# Anybody make an 11-34T 8-speed cassette?



## Pollution Warrior (Apr 3, 2010)

I'd like to find an 11-34 or 12-34 8-speed cassette that is NOT a Megarange. Does anybody make one that's not a high dollar custom build?


----------



## ljsmith (Oct 26, 2007)

I don't think there is such a thing. The gear spacing would be horrible, it would be a big jump from one gear to the next. You could try piecing one together from individual cogs, but you might have to use 9 speed cogs with 8 speed spacers.


----------



## gdlals (Mar 3, 2008)

Pollution Warrior said:


> I'd like to find an 11-34 or 12-34 8-speed cassette that is NOT a Megarange. Does anybody make one that's not a high dollar custom build?
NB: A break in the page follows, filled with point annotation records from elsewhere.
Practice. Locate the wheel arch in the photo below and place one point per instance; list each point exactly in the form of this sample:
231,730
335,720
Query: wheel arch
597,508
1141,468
Shimano makes / made? the Mega Range 11-34 in 8-positions. There's a big jump to the 34, I don't remember all the sizes on the cassette, it's been 5-6 years since I used one but probably you can still get one.

Oh yeah, NOT Mega Range? not made....


----------



## mimi1885 (Aug 12, 2006)

Shimano does but it's not like the mtb line you get 34 low gear but I think the next gear is 26 or something here's the link.
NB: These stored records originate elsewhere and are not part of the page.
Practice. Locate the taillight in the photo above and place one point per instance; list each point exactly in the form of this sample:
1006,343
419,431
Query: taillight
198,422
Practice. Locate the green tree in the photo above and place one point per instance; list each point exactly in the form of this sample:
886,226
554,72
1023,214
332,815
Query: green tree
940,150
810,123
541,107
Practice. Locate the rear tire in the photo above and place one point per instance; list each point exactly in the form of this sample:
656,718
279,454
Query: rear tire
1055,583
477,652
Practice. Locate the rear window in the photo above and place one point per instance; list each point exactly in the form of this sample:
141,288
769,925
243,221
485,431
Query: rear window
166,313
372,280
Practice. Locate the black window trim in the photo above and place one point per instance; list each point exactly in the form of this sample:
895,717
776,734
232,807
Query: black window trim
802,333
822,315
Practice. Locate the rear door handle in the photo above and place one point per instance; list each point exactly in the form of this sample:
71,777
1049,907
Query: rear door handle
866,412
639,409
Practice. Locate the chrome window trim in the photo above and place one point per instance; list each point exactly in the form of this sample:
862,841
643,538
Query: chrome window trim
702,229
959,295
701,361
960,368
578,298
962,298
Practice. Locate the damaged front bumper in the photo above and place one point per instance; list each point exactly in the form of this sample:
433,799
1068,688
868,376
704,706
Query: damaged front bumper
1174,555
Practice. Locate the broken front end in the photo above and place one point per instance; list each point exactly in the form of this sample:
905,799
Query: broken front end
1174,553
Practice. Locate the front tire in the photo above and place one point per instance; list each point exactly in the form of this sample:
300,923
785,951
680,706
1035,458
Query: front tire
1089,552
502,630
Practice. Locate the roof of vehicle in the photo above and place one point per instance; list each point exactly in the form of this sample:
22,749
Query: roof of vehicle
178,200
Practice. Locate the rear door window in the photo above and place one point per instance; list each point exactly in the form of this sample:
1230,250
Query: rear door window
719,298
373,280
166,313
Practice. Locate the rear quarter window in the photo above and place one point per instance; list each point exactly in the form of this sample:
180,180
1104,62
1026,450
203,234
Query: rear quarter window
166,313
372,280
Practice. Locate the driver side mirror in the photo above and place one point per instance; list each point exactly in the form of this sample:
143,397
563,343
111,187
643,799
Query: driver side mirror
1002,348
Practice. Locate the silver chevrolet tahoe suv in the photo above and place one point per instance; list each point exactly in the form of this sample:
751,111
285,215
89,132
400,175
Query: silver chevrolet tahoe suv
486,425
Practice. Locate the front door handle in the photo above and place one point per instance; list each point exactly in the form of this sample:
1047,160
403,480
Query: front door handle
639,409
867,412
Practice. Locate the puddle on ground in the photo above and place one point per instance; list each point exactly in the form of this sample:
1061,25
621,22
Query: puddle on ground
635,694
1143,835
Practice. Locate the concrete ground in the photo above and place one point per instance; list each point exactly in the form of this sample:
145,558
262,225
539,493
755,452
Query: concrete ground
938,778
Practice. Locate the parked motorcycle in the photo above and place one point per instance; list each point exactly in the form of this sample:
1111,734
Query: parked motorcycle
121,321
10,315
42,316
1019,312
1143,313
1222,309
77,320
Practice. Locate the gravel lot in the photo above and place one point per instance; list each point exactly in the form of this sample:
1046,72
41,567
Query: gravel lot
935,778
http://www.utahtrikes.com/PRODINFO-Shimano_11-34_MegaRange_Cassette.html


----------



## Pollution Warrior (Apr 3, 2010)

I have a 34T 7-speed Mega Range on another bike. The only weird thing about it is the huge gap between the 24 and the 34. Otherwise its pretty much a basic 7-speed freewheel with nice gear spacing. An 8-speed with the same gears but having an extra gear inserted between the 24 and 34 would be great. I don't know why no one makes one. Having a 34T on a 13-34T 8 speed would be about the same as an 11-34T 9 speed except that you'd lose the 9th 11 tooth cog. I might prefer an 8 speed to a 9 speed if anyone made a decent 34 tooth cassette for it.


----------



## DeeEight (Jan 13, 2004)

SRSuntour and Sunrace both offer them as 11/13/15/18/21/24/28/34T


----------



## Mikecito (Jun 2, 2007)

I just went through the same search after buying a 29er with an 8speed. Like was already said, you can either go megarange or upgrade to a 9-10 speed (or find something custom). 
I'm still kicking myself for getting an "obsolete" 8 speed on a new bike :madman: and I'm going to pony up for a 9 speed conversion.


----------



## willtsmith_nwi (Jan 1, 1970)

ljsmith said:


> I don't think there is such a thing. The gear spacing would be horrible, it would be a big jump from one gear to the next. You could try piecing one together from individual cogs, but you might have to use 9 speed cogs with 8 speed spacers.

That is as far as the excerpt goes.